I have two dataframes. Dataframe A is:
[distance] [measure]
17442.77000 32.792658
17442.95100 32.792658
17517.49200 37.648482
17518.29600 37.648482
17565.77600 38.287118
17565.88800 38.287118
17596.93700 41.203340
17597.29700 41.203340
17602.16400 41.477979
17602.83900 41.612774
17618.16400 42.479890
17618.71100 42.681591
and data frame B which is:
[mileage] [Driver]
17442.8 name1
17517.5 name2
17565.8 name3
17597.2 name4
17602.5 name5
17618.4 name6
for every [mileage] row in dataframe B, I'd like to find the two rows from [distance] in dataframe A in which A.loc[(A['distance']>= milage_value) & A['distance']<= mileage_value]so I could have something like this:
17442.77000 32.792658
17442.8 name1
17442.95100 32.792658
17517.49200 37.648482
17517.5 name2
17518.29600 37.648482
. .
. .
So I could apply the following function in a rolling window size of 3:
def f(x):
return df.iloc[0,1]+(df.iloc[2,1]-df.iloc[0,1])*((df.iloc[1,0]-df.iloc[0,0])/(df.iloc[2,0]-df.iloc[0,0]))

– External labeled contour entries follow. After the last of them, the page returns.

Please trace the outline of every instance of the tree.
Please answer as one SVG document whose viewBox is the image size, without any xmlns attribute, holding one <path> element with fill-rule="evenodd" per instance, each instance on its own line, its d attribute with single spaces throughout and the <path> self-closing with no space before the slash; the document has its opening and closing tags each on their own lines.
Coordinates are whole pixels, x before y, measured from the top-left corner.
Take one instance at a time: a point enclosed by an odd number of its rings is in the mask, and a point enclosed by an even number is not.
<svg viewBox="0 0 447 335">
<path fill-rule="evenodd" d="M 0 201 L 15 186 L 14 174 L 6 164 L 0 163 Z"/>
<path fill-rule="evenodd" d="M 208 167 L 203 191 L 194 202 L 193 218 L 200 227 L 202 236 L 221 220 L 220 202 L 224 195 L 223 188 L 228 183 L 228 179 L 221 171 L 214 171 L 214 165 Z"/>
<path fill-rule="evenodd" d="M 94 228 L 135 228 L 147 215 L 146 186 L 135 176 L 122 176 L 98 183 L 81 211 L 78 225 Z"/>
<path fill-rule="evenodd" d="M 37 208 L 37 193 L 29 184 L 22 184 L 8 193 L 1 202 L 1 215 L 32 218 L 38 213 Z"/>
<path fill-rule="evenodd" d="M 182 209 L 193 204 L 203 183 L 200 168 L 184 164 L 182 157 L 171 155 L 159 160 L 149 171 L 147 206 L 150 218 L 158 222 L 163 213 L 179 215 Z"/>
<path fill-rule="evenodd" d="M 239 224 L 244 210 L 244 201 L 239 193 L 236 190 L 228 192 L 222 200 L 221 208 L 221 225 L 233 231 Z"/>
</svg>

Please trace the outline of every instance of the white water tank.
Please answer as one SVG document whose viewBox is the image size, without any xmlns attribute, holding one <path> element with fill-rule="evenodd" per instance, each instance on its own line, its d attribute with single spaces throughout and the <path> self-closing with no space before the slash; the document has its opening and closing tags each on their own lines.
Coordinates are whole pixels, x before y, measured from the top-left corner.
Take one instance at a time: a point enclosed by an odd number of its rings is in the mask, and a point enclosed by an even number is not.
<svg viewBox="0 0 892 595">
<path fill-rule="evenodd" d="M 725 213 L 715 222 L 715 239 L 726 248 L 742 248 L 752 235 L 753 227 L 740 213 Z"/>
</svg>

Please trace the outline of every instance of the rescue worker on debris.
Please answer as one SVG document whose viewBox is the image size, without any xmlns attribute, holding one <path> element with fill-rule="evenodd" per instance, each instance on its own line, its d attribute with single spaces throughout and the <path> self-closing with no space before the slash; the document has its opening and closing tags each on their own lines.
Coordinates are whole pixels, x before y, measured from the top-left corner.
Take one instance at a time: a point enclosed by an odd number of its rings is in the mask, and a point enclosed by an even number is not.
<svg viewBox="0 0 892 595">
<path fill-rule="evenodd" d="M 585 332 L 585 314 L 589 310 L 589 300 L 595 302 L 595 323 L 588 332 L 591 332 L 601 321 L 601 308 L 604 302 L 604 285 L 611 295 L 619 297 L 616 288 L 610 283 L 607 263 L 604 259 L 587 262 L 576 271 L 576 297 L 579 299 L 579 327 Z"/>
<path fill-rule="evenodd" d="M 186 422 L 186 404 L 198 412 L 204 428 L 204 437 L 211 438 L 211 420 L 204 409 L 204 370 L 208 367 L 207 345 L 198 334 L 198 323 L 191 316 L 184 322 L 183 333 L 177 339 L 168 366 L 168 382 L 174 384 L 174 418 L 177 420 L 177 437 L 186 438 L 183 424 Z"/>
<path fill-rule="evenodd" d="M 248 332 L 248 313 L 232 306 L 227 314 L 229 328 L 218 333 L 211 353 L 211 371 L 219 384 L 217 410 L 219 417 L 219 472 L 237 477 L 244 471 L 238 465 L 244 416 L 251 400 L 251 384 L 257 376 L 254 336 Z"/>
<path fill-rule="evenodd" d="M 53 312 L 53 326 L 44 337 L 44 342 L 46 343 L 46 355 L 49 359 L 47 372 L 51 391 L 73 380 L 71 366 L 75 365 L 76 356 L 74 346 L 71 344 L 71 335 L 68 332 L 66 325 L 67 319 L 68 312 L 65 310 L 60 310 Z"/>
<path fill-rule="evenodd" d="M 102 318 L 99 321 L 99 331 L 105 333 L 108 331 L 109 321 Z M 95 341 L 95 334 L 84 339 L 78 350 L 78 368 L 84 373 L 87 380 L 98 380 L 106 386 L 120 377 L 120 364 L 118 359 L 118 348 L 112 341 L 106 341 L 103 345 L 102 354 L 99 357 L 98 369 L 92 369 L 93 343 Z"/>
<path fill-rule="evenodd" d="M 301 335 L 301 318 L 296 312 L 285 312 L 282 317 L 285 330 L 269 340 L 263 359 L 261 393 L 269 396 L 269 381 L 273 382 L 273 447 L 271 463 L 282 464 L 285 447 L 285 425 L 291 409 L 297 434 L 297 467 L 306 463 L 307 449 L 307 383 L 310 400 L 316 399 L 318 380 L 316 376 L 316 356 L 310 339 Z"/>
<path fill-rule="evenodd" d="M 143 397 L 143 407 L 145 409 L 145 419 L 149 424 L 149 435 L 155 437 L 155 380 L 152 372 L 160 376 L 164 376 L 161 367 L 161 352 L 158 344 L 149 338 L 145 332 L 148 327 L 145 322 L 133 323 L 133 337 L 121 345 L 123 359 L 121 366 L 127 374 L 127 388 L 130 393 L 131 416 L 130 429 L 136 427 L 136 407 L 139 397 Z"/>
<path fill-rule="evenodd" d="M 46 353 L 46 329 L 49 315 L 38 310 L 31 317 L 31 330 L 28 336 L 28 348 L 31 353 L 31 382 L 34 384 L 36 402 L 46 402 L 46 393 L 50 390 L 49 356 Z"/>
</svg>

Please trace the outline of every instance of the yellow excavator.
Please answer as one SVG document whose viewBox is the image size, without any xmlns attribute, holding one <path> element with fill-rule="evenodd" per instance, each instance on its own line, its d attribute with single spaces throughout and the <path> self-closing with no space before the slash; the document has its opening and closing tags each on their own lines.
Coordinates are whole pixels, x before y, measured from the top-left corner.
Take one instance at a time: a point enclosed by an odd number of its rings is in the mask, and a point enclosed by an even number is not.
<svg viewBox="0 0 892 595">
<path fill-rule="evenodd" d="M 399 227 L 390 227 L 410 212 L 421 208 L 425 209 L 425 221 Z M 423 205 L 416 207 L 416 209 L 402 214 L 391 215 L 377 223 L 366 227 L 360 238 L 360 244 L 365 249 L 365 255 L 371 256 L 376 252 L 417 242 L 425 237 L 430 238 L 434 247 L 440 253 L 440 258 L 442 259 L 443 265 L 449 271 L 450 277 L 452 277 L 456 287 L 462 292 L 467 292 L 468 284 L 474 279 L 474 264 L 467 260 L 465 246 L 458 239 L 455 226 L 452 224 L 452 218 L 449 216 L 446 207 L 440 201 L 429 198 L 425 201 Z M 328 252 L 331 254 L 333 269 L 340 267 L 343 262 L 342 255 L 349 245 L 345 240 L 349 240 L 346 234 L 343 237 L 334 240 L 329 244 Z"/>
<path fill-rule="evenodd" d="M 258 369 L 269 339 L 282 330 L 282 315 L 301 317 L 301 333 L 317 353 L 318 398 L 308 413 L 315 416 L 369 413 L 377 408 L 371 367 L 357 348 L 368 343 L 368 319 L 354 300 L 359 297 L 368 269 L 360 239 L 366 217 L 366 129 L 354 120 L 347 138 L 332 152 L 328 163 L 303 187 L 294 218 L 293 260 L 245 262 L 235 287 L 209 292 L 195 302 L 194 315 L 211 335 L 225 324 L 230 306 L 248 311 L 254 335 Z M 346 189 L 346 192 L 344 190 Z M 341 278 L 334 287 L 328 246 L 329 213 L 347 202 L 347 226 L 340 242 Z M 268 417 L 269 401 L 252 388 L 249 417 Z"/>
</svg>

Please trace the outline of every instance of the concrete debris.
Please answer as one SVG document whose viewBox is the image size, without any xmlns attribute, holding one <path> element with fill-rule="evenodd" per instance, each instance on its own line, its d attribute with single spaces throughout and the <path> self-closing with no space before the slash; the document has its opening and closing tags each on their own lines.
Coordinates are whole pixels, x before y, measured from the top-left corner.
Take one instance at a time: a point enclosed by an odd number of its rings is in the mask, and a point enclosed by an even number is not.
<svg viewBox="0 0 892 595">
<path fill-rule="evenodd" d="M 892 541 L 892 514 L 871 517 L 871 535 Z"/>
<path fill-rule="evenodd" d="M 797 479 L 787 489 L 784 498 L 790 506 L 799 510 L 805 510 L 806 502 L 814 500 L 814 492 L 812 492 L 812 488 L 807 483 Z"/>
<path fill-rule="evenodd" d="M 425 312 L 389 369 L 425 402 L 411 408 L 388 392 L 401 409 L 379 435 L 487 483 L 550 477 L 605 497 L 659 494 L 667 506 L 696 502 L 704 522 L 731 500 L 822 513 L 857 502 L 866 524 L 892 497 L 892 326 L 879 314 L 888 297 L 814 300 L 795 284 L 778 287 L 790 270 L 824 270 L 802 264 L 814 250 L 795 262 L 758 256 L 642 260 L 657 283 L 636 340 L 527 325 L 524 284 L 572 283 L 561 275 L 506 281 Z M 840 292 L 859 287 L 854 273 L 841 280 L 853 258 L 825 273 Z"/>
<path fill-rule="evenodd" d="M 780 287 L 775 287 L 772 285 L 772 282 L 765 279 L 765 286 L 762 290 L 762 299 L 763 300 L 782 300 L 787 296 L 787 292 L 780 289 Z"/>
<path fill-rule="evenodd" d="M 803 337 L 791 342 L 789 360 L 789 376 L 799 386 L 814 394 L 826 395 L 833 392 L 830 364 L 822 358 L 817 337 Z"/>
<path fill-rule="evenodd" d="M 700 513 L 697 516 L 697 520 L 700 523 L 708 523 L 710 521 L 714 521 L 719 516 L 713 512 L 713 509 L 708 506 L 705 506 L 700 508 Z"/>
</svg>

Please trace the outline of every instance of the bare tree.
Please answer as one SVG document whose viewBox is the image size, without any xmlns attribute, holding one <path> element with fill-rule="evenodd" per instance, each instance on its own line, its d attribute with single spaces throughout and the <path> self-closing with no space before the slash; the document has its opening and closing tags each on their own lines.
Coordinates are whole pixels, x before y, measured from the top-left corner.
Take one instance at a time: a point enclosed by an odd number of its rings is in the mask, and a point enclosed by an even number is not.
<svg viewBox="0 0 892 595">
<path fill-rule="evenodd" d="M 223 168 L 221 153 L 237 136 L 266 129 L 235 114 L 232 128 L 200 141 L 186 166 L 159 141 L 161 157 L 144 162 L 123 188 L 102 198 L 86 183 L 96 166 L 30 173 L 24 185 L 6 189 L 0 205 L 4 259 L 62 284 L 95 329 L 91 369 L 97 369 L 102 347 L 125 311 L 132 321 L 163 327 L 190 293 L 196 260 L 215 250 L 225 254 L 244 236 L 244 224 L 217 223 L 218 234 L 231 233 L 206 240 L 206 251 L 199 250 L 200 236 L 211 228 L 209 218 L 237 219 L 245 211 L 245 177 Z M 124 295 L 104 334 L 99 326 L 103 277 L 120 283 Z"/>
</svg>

a = df.rolling(window=3, min_periods=1).apply(f)[::3].reset_index(drop=True)
So far I have been concatenating the two Dfs and sorting values to generate triplets like above, but the problem arise when two values from df B is within a distance range in A[distance]. Any hint/advice is much appreciated!